STADE BAUER, 1998  RED STAR 93

DES SUPPORTEURS ORPHELINS
DES GRADINS VETUSTES DE BAUER

Il y a juste quatre ans, fin septembre 1998, le quotidien Le Monde consacrait deux tiers de page au Red Star.
Deux articles : "Pourquoi le Red Star ne joue pas au Stade de France" et un second "Des supporteurs orphelins des gradins vétustes de Bauer".
Il nous a semblé intéressant à quelques jours du retour à Bauer de publier l'article consacré aux supporters. Un papier signé Frédéric Potet.

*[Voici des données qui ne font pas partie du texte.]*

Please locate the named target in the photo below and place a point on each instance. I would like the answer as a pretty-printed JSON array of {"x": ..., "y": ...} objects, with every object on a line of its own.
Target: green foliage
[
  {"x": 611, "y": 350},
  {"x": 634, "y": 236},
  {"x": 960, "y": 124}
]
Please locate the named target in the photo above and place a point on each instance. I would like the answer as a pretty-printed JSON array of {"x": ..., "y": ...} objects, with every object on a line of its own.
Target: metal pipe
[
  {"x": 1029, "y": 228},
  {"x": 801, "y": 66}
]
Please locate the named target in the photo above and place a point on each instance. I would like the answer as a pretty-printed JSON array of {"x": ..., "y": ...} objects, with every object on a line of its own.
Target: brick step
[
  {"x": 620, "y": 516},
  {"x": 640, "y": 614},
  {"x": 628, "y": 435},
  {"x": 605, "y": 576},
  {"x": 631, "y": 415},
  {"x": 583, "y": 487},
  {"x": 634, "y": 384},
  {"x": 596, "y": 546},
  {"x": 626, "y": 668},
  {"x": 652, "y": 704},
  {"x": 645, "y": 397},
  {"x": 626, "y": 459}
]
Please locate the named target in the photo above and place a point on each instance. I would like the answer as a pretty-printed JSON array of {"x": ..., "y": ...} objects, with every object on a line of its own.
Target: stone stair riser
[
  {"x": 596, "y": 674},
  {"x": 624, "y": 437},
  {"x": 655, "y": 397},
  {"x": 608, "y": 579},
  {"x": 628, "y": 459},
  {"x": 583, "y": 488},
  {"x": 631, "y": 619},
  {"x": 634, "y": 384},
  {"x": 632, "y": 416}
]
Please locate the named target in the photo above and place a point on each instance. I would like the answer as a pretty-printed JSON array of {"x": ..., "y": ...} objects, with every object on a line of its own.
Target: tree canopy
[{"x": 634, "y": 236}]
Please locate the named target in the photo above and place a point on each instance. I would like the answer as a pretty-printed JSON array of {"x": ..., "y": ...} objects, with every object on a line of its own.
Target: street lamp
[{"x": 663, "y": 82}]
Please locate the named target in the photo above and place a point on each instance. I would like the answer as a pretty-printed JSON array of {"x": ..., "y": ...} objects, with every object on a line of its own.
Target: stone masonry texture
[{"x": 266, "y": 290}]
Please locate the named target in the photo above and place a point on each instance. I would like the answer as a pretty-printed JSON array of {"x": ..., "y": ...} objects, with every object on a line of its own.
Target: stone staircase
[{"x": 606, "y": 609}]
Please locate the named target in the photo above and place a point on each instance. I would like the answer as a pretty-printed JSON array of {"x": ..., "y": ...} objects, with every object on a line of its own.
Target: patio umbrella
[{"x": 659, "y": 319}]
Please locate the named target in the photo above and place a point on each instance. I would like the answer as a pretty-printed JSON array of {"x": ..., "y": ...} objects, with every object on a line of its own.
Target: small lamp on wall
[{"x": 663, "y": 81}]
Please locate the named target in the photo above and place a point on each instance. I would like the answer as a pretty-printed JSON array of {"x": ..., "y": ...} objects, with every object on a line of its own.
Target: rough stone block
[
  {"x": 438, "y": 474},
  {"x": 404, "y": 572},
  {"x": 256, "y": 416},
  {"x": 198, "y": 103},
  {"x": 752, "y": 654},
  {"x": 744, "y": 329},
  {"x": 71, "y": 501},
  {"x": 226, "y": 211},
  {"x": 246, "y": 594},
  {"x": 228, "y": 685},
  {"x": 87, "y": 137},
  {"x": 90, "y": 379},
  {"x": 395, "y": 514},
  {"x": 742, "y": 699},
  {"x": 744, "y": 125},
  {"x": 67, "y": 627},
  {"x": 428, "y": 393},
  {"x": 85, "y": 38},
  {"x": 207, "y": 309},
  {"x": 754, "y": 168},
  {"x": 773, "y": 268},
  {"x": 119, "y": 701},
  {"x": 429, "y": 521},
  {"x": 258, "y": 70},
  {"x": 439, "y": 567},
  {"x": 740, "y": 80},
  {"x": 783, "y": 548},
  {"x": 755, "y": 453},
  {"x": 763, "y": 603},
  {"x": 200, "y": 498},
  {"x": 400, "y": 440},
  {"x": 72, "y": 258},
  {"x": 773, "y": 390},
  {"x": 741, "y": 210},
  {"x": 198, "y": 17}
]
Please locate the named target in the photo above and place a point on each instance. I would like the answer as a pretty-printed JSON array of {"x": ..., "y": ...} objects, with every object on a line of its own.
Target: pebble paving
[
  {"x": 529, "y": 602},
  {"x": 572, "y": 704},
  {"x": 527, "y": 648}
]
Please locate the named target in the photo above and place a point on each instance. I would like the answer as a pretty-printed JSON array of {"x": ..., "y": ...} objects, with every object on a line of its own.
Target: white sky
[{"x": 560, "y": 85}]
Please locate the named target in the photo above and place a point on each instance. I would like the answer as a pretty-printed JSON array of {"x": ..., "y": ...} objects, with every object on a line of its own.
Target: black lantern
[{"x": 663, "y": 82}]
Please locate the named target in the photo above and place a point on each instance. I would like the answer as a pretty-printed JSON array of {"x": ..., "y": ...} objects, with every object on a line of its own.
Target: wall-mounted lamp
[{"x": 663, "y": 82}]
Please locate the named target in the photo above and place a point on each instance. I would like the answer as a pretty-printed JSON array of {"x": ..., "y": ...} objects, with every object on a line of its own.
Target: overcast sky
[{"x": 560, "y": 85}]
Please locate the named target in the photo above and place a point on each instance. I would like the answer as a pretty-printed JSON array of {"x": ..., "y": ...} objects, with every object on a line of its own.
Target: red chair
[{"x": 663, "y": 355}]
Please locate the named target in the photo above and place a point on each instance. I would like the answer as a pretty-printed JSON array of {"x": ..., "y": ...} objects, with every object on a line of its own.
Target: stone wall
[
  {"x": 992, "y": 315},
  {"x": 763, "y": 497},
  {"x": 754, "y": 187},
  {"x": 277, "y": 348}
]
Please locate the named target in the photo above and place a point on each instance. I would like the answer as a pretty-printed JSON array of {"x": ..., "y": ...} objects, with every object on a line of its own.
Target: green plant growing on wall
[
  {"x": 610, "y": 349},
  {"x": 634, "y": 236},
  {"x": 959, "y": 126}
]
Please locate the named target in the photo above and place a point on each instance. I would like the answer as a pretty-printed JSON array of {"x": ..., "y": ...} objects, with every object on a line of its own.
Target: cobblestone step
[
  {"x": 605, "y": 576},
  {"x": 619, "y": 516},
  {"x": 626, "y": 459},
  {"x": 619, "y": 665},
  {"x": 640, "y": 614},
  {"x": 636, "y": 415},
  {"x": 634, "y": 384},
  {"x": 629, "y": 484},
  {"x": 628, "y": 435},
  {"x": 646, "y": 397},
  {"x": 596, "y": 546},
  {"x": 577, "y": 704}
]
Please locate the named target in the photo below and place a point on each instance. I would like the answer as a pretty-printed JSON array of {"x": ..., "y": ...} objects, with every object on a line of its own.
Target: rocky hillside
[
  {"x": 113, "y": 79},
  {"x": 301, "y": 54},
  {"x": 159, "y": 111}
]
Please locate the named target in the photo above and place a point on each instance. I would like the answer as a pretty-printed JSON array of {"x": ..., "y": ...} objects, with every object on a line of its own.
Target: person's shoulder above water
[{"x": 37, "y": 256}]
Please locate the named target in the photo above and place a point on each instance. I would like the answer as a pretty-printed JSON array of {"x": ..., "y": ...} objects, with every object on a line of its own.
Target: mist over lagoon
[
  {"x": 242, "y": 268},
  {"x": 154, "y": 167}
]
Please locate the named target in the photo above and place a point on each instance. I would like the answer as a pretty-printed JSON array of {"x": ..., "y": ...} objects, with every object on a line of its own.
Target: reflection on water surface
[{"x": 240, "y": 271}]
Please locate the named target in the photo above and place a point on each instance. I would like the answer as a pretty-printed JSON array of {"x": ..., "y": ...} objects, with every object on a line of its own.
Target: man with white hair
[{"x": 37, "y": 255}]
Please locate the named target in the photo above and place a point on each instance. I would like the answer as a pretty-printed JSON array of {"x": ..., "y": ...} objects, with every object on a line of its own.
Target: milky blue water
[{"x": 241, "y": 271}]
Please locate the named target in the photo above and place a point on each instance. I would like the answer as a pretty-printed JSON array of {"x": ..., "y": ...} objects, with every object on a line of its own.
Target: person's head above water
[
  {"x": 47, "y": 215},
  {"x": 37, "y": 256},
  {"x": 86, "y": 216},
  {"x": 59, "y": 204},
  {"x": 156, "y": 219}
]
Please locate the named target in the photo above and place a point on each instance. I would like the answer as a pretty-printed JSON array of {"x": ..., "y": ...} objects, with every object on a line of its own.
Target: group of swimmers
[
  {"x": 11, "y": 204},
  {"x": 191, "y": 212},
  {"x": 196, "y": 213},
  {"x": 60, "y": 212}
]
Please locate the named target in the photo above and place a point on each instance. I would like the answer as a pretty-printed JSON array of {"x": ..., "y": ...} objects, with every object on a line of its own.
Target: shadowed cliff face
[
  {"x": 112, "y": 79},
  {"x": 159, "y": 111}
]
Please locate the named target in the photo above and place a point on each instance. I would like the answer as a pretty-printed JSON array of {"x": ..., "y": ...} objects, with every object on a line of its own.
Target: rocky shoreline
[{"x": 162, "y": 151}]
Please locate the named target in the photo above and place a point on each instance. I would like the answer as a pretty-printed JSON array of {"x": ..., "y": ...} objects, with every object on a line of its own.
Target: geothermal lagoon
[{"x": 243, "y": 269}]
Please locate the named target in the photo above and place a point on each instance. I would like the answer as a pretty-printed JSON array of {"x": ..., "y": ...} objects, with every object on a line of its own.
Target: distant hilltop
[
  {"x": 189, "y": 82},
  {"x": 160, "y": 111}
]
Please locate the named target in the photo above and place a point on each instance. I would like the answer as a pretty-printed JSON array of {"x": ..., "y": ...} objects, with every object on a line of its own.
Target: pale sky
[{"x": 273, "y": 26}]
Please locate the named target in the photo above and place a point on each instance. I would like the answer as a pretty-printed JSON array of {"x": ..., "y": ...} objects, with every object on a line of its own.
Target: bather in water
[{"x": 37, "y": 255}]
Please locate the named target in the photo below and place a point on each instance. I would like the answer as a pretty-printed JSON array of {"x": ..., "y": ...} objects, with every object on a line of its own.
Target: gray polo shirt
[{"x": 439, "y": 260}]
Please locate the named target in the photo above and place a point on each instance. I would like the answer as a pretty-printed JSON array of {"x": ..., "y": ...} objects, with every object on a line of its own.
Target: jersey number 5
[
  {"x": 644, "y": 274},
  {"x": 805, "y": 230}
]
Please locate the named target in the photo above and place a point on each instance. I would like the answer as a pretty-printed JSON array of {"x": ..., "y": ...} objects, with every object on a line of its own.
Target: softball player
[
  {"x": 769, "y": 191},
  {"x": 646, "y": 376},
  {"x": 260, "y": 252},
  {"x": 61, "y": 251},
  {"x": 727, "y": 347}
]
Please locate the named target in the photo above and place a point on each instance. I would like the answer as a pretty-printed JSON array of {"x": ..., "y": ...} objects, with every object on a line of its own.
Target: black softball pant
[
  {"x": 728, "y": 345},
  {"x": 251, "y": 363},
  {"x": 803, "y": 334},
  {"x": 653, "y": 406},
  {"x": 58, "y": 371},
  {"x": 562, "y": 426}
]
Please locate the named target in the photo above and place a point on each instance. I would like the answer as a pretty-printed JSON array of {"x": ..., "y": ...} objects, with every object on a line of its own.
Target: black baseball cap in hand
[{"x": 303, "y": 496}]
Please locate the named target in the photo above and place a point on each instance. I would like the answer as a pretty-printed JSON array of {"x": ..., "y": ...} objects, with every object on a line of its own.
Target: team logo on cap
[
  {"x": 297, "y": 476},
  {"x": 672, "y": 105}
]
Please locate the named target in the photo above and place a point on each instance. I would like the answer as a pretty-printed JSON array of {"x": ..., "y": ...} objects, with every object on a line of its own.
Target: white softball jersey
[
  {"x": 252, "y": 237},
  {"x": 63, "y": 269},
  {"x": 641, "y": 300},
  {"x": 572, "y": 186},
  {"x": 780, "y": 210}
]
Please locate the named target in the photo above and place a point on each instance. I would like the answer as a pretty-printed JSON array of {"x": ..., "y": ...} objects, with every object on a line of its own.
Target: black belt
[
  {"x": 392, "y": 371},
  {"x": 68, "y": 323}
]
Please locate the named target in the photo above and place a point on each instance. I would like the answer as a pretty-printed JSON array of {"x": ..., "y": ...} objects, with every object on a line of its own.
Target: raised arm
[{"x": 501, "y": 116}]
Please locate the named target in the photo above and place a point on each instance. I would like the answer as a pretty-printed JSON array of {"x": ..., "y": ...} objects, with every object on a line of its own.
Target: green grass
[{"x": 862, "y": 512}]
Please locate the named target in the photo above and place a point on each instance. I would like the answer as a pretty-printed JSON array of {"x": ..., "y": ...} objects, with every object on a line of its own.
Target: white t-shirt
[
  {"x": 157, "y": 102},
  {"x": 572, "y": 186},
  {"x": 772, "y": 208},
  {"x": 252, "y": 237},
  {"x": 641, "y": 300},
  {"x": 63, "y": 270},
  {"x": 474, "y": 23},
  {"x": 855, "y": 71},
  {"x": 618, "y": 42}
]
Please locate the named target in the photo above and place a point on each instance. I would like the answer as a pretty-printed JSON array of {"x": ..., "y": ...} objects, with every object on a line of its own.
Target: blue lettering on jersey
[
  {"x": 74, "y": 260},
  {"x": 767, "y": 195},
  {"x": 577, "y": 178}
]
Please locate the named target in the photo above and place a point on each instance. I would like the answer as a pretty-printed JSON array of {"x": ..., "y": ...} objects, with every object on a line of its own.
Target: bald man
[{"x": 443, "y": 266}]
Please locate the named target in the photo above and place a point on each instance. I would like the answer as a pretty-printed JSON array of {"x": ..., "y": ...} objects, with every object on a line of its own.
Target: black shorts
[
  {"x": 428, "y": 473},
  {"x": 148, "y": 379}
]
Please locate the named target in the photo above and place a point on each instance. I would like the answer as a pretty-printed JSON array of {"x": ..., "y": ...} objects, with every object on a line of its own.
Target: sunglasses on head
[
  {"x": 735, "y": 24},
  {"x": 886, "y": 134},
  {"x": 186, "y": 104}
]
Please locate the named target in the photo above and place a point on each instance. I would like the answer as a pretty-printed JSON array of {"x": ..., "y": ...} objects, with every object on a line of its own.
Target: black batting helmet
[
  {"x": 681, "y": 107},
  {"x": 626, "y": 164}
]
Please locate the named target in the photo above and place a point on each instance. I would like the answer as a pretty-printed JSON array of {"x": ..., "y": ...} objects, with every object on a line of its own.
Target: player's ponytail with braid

"LES VERITABLES SUPPORTEURS du Red Star, ouvriers des faubourgs parisiens ou nostalgiques du bon temps, en parlent larme à l'il. Avec ses gradins d'un autre âge, son toit en tôle, ses immanquables poteaux de soutènement et sa vue imprenable sur le Sacré-Cur illuminé au loin, le stade Bauer mériterait d'être inscrit au registre des monuments historiques du football français. Situé juste derrière le quartier des puces, à Saint-Ouen (Seine-Saint-Denis), l'édifice est aujourd'hui déserté. Seules certaines équipes de jeunes du Red Star et la "réserve" du club occupent la pelouse devant quelques poignées de spectateurs. L'équipe professionnelle, elle, a quitté l'endroit. Ce départ, sans doute définitif, est la conséquence du feuilleton qui aurait dû la conduire jusqu'au Stade de France.
Cela faisait longtemps que le trop désuet stade Bauer n'était plus aux normes de sécurité imposées par la Ligue nationale de football (LNF). Jusqu'à la saison 1997-1998, l'équipement bénéficiait d'une dérogation en attendant qu'un nouveau stade voie le jour. Après plusieurs années de palabres, Jean-Claude Bras, président du Red Star, tombait finalement d'accord, il y a deux ans, avec la municipalité (communiste) de Saint-Ouen et le Conseil général (communiste) de la Seine-Saint-Denis sur un projet de rénovation. A l'aube du XXIème siècle, une enceinte moderne de 15 000 sièges et d'un coût de 150 millions de francs s'élèverait en lieu et place du vieux stade Bauer.

DU PROVISOIRE QUI DURE
A l'époque le Stade de France était encore en plein chantier, Jean-Claude Bras imaginait-il, alors que son club puisse un jour emménager à Saint-Denis ? D'hésitations en non-dits, le président du Red Star laissera, en tout cas, se développer le projet du "nouveau Bauer". Un concours de conception-réalisation est lancé par la mairie de Saint-Ouen. Parallèlement, le Conseil général de Seine-Saint-Denis construisit un stade "temporaire" tout en tubulaires, au parc des sports de Marville (sur la commune de Saint-Denis) : le Red Star ira jouer là-bas pendant deux ans, le temps de rénover Bauer.
Las, tout tombe à l'eau au printemps dernier. Après le refus du Paris SG d'aller occuper le Stade de France, le Red Star se retrouve propulsé en première ligne. Jean-Claude Bras annonce le déménagement vers le géant de 80 000 places. Le maire de Saint-Ouen, Paulette Fost, crie à la trahison. Le concours est annulé. Une indemnité de 250 000 francs est versée à chacun des cinq candidats.
Mais lorsque, deux mois plus tard, le Red Star se voit finalement refuser l'accès au stade de France, il est trop tard pour faire demi-tour. Le divorce avec Saint-Ouen. Jean-Claude Bras n'a plus qu'à installer son équipe de deuxième division à Marville, pour une durée indéterminée. Aux confins de Saint-Denis et de La Courneuve, l'endroit est difficile d'accès et clôturé de grillages, sécurité oblige. Les amoureux du stade Bauer ont tout perdu.